A favorite film bogeyman for decades, Jack the Ripper returns in an engrossing thriller that adds a persuasive theory about his identity to the expected slayings and dismemberments. Marked by a compelling performance by Johnny Depp and a production several notches above genre standards, From Hell is poised to draw in a lot more than niche horror fans.

London's Whitechapel district in 1888 is a fetid swamp of doss houses, pubs and dead-end alleys. Prostitutes like Mary Kelly (Heather Graham) must fight brutal extortionists who want a cut of their take. A visit from former streetwalker Ann Crook (Joanna Page), now married to a wealthy aristocrat, sets off a string of vicious murders among Mary's friends.

Police inspector Fred Abberline (Johnny Depp) has been addicted to opium and laudanum since the death of his wife in childbirth. As the corpses pile up, he tries to make sense of the apparently random violence. Clues indicate that the killer is wellborn, leading Abberline to question Sir William Gull (Ian Holm), physician to the Royal Family.

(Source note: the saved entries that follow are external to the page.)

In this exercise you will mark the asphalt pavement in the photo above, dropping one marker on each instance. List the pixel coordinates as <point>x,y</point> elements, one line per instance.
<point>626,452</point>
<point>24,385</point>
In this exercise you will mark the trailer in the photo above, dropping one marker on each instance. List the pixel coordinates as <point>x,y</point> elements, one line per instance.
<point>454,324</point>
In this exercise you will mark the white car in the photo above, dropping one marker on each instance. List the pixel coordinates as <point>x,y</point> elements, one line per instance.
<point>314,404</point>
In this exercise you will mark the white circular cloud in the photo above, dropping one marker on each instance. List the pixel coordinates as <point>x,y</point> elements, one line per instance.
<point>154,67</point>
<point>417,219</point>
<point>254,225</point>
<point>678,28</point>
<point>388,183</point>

Gull agrees that the killer shows a remarkable knowledge of anatomy, but Abberline's superior, Sir Charles Warren (Ian Richardson), seems curiously reluctant to allow the case to proceed. Frustrated, Abberline turns to the suspicious Mary for help. Together, they track down Ann Crook, missing since the first murder. Abberline uncovers links to the Special Branch, a secret police unit, and the Freemasons, a quasi-religious sect. But he is powerless to prevent further killings--even when the evidence points to Mary as the next victim.

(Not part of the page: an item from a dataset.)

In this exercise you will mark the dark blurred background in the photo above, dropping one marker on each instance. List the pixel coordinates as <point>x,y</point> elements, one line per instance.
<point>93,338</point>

Set almost entirely within the slums of Whitechapel, From Hell revels in dank boarding houses, smoke-filled saloons, and fearsome hansom cabs that career through narrow streets. The filmmakers have concocted a sinister world in which grapes are considered luxuries, where the police are at the service of a largely corrupt upper class, and where lobotomies are delivered without anesthesia. The adroit script combines several genres, from horror to film noir to period spectacle, while remaining true to their traditions. As a mystery, it offers a half-dozen suspects, arcane clues, and murky conspiracy theories involving clandestine sects. As a romance, it gives us doomed lovers who are betrayed at every turn. The horror elements are especially satisfying. The slashing, jarring violence feels accurate and chilling, but directors Allen and Albert Hughes use gore judiciously and resist cheap shocks.

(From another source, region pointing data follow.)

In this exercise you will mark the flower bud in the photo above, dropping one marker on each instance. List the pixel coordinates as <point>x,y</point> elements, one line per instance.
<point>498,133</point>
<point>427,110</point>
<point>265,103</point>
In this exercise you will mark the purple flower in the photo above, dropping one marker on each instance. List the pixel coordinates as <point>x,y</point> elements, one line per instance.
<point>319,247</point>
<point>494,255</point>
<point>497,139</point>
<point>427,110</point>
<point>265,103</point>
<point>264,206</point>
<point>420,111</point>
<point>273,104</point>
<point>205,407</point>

Depp, sporting a working-class British accent, has finally found an anti-hero role that works. Given his character's past, and the scope of the conspiracy he faces, it's no wonder he is prone to paranoia and despair. The largely British supporting cast is a delight, especially the Ians Holm and Richardson, whose work evokes the best of Hammer Films. Literate and entertaining, From Hell should help erase the memory of the more dismal slasher movies of the past.